Yuri Baturenko

Personal information
- Full name: Yuri Mikhailovich Baturenko
- Date of birth: 29 December 1964 (age 60)
- Place of birth: Dushanbe, Tajik SSR
- Height: 1.83 m (6 ft 0 in)
- Position(s): Midfielder

Team information
- Current team: FC Istiklol (assistant manager)

Senior career*
- Years: Team / Apps / (Gls)
- 1980: FC Chashma Shaartuz
- 1981: Vakhsh Qurghonteppa
- 1982–1985: FC Pamir Dushanbe / 64 / (2)
- 1986: PFC CSKA Moscow / 10 / (0)
- 1987–1992: FC Pamir Dushanbe / 144 / (8)
- 1992–1995: FC Lokomotiv Moscow / 52 / (3)
- 1996–1997: FC Tyumen / 49 / (5)
- 1998: FC Sokol Saratov / 4 / (1)

International career
- 1992–1996: Tajikistan / 3 / (0)

Managerial career
- 2000–2004: FC Lokomotiv Moscow (reserves assistant)
- 2004: FC Baltika Kaliningrad (assistant)
- 2005: FC Lokomotiv Moscow (reserves assistant)
- 2006–2007: FC Lokomotiv Moscow (academy)
- 2007: FC Soyuz-Gazprom Izhevsk (administrator)
- 2008–2009: FC Dynamo Moscow (academy)
- 2009–2010: FC Lokomotiv Moscow (reserves assistant)
- 2011: FC Lokomotiv-2 Moscow (assistant)
- 2013–2014: Gabala FK (assistant)
- 2014–2015: FC Mordovia Saransk (assistant)
- 2015: FC Anzhi Makhachkala (assistant)
- 2016: FC Znamya Truda Orekhovo-Zuyevo (assistant)
- 2016–2020: FC Lokomotiv Moscow (assistant)
- 2021: FC Rotor Volgograd
- 2021: FC Rostov (assistant)
- 2022–: FC Istiklol (assistant)

= Yuri Baturenko =

Tajikistani footballer

Yuri Mikhailovich Baturenko (Юрий Михайлович Батуренко; born 29 December 1964) is a Tajikistani professional football coach and a former player. He is an assistant manager with FC Istiklol.

==Playing career==
He made his professional debut in the Soviet First League in 1983 for FC Pamir Dushanbe.

==Coaching career==
On 20 March 2021, he was appointed manager of FC Rotor Volgograd.
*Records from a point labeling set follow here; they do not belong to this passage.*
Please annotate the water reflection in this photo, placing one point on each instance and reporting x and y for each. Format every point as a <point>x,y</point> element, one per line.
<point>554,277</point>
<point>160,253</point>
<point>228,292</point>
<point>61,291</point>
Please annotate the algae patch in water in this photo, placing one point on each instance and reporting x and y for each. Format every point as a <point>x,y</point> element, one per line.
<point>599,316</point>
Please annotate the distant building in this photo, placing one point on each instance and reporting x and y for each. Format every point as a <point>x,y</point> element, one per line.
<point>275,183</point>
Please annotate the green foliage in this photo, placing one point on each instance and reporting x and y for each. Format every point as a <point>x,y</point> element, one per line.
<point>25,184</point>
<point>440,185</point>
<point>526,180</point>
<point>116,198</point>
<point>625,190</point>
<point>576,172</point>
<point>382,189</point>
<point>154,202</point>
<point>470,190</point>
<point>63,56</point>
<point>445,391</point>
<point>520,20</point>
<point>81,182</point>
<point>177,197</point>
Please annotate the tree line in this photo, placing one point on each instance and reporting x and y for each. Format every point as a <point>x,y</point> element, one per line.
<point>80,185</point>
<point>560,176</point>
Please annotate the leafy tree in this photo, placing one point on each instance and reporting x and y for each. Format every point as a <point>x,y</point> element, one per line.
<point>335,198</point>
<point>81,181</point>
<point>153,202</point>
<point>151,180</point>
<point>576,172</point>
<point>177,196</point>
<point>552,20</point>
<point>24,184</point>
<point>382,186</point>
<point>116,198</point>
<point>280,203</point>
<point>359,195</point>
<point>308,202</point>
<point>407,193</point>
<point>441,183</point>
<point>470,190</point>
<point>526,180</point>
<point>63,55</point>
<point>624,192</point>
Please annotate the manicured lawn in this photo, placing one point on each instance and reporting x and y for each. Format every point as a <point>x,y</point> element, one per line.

At the end of the season, Rotor was relegated from the Russian Premier League and Baturenko left the club on 26 May 2021.

==Honours==
- Russian Premier League runner-up: 1995.
- Russian Premier League bronze: 1994.
- Russian Cup winner: 1996 (played in the early stages of the 1995–96 tournament for FC Lokomotiv Moscow).